Jaroslaw Kozlowski
Jarosław Kozłowski was born in 1945 in Schrimm, Poland. From 1963 to 1969 he studied painting at the State College of Fine Arts (now the University of Arts) in Poznań, where he taught from 1969 and was rector from 1981 to 1987.
In 1972 Kozłowski, together with Andrzej Kostolowski, wrote NETZ - a manifesto that was sent to over 400 international artists with the invitation to get in touch with each other and exchange ideas. Subsequently, projects such as the Fluxus Festival (1977) were created in Galeria Akumulatory 2 (1972 - 1989), founded by Kozłowski, which he also directed and where he organized among others solo exhibitions of Fluxus artists. In 1979 he received a scholarship from the British Council and from 1984-1985 from the DAAD in Berlin. From 1991 to 1993 he was curator of the Gallery and Collection at the Center for Contemporary Art Ujazdowski Castle in Warsaw. Teaching positions have taken him to Adam Mickiewicz University in Poznań, Statens Kunstakademie in Oslo, Norway, Rijksakademie van Beeldende Kunsten in Amsterdam, Netherlands, and Academy Without Walls in Lusaka, Zambia, Africa.

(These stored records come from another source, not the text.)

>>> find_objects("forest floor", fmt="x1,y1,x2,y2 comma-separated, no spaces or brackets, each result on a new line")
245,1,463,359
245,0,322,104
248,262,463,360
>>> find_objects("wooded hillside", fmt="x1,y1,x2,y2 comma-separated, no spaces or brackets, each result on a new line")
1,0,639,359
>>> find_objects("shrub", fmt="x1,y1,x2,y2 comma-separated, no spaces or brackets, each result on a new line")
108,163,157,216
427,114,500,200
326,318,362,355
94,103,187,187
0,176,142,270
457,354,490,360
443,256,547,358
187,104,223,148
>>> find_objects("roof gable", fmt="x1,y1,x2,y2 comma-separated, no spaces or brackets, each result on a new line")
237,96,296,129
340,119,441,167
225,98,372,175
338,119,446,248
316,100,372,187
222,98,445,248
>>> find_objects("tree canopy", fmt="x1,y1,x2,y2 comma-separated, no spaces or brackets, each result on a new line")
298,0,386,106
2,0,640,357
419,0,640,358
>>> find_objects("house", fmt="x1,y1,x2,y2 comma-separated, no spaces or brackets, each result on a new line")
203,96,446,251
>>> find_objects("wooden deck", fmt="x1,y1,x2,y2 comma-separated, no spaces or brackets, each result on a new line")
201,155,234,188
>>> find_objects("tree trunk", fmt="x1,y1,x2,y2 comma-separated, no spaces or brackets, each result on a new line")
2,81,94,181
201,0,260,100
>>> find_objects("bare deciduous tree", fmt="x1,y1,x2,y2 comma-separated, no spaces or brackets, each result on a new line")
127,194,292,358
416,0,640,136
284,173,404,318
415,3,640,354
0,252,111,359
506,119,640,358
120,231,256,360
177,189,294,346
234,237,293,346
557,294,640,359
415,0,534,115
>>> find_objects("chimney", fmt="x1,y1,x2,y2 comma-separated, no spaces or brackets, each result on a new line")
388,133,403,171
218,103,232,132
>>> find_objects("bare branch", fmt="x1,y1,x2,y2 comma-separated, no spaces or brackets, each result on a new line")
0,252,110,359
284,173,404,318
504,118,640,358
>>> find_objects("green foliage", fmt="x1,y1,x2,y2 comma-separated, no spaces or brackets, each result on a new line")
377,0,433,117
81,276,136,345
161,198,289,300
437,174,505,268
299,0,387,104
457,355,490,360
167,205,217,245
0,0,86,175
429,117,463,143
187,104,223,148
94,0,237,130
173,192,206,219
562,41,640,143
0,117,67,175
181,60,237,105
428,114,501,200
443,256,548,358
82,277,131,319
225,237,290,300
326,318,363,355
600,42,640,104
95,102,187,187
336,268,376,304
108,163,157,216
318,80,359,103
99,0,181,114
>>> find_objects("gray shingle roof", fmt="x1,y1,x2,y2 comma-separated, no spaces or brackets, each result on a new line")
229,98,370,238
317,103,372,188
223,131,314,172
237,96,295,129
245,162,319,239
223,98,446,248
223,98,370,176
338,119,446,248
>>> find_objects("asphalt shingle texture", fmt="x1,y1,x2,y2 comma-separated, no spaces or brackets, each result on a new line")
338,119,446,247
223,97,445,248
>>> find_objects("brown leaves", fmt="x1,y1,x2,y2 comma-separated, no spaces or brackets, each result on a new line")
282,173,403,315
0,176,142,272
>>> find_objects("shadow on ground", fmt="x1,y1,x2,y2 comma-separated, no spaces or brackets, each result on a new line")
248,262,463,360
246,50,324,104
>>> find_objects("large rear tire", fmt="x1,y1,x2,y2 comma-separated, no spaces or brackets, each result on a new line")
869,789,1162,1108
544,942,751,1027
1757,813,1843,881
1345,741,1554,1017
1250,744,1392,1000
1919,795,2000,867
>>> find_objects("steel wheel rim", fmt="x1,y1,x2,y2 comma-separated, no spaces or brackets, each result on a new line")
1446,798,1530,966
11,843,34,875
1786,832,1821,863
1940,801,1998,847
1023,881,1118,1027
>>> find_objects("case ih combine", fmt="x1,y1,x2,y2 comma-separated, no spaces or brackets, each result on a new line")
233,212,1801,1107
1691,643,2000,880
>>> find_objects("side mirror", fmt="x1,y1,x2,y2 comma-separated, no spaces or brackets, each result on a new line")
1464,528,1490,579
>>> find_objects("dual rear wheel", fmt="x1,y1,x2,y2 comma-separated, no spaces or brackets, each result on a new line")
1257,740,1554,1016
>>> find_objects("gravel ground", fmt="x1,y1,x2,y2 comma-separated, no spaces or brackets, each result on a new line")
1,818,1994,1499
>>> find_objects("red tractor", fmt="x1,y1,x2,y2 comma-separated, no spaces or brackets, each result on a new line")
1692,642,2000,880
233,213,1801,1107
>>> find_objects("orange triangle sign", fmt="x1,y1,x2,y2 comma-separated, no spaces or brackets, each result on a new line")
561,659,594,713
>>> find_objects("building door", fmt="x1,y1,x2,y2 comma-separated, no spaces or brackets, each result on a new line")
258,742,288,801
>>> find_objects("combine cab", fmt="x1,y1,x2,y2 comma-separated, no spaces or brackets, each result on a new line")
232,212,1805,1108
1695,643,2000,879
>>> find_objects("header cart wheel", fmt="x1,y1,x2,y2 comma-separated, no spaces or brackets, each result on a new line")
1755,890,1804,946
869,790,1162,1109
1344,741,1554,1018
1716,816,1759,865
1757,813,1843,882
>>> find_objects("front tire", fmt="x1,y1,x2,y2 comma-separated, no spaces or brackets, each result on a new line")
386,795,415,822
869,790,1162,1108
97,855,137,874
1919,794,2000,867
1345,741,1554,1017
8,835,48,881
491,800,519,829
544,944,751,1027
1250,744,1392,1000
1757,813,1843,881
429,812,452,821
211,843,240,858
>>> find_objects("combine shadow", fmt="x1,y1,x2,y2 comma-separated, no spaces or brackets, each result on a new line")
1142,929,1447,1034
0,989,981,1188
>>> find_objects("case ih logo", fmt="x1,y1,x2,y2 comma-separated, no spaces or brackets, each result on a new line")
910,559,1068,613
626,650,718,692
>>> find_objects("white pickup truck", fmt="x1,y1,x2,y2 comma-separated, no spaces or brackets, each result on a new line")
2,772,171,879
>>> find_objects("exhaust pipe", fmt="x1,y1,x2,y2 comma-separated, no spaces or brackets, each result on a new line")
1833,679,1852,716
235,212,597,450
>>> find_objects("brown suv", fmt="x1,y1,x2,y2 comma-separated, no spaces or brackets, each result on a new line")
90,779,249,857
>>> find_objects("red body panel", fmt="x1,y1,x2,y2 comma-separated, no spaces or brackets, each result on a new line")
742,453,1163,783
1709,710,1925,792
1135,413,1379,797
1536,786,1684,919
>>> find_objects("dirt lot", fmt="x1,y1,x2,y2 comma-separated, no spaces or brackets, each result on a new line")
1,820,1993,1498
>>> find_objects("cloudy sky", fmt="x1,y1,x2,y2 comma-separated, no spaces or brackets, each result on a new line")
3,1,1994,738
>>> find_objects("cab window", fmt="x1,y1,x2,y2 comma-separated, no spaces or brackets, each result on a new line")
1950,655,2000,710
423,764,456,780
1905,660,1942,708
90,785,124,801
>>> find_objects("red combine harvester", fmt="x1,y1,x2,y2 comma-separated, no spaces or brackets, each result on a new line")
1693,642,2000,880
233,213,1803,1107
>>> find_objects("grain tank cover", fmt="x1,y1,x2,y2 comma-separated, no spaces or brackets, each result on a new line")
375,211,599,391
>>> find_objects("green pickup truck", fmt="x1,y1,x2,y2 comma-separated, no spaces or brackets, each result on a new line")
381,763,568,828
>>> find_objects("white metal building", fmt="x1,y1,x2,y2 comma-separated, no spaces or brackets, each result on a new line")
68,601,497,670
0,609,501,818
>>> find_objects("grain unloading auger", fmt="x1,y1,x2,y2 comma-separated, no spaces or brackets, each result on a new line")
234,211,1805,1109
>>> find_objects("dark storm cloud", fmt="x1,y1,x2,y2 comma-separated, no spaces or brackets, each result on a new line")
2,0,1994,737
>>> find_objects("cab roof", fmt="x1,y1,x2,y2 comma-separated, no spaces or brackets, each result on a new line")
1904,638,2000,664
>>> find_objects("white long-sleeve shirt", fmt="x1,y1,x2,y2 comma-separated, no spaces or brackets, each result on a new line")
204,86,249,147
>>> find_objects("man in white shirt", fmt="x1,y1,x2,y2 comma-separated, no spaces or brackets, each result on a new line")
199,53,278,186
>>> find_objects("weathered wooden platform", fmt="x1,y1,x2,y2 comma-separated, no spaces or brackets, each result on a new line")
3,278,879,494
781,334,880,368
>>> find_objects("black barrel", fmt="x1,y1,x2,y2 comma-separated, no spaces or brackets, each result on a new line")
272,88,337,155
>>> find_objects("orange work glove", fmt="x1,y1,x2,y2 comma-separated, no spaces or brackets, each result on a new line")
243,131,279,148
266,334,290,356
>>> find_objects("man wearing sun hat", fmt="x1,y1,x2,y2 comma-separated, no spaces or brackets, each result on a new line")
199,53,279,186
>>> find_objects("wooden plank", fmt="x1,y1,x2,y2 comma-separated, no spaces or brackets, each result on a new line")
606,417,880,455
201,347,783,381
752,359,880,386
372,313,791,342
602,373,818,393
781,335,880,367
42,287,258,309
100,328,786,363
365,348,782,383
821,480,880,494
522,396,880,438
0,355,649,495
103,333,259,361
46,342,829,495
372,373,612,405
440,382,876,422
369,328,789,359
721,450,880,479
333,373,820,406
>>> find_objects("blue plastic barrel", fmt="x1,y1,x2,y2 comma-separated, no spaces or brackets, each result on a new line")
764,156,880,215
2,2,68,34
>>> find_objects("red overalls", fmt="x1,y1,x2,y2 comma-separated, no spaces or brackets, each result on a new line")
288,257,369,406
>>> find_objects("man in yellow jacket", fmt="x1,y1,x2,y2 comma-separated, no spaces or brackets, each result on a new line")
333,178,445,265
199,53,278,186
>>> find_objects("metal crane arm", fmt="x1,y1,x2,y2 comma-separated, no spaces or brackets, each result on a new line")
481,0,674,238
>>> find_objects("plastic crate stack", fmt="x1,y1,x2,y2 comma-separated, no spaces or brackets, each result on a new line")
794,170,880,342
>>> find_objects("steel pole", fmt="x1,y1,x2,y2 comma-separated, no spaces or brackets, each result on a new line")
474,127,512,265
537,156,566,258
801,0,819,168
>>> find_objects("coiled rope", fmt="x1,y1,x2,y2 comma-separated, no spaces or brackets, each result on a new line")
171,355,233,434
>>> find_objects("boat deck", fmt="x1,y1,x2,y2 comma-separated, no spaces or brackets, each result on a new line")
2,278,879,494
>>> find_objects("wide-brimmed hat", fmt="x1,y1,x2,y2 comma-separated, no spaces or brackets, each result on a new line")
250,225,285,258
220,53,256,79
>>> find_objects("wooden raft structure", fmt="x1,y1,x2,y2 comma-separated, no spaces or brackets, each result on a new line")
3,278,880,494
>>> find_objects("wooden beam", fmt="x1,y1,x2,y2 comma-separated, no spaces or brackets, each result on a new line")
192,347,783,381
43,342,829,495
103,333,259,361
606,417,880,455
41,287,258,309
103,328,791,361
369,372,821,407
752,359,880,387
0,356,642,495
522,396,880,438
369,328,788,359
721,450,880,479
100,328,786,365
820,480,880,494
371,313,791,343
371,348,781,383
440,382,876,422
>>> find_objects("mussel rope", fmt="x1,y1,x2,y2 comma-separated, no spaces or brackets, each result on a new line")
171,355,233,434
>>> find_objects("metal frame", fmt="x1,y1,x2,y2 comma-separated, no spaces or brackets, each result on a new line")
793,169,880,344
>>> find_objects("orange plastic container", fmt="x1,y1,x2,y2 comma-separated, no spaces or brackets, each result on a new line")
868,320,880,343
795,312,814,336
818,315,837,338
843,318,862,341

Kozłowski has had numerous solo exhibitions, including 1972 at Foksal Gallery, Warsaw; 1994 at Muzeum Sztuki, Lodz; 1986 at Künstlerhaus Bethanien, Berlin; 2000 at Brno House of Arts, Brno; 2009 at Contemporary Art Bunkier Sztuki, Krakow; and 2012 at Profile Foundation, Warsaw. He was represented at the 8th Sydney Biennale, Australia in 1990 and at the 27th São Paulo Biennale, Brazil in 2006. In 2009, under the title Jarosław Kozłowski. CON - TEXT the writings of the artist werde edited, which prove his years of continuous activity as an author. In 2010, he received the silver medal for "Merits to Culture Gloria Artis. Since 2019, he has been managing and curating the Idea Archive Gallery. Jarosław Kozłowski lives and works in Poznan.
In his work, Kozłowski deals with linguistics as well as the concepts of space and time; for example, when he reinterprets his own artistic practice in order to subsequently revisit and question it in a changed context.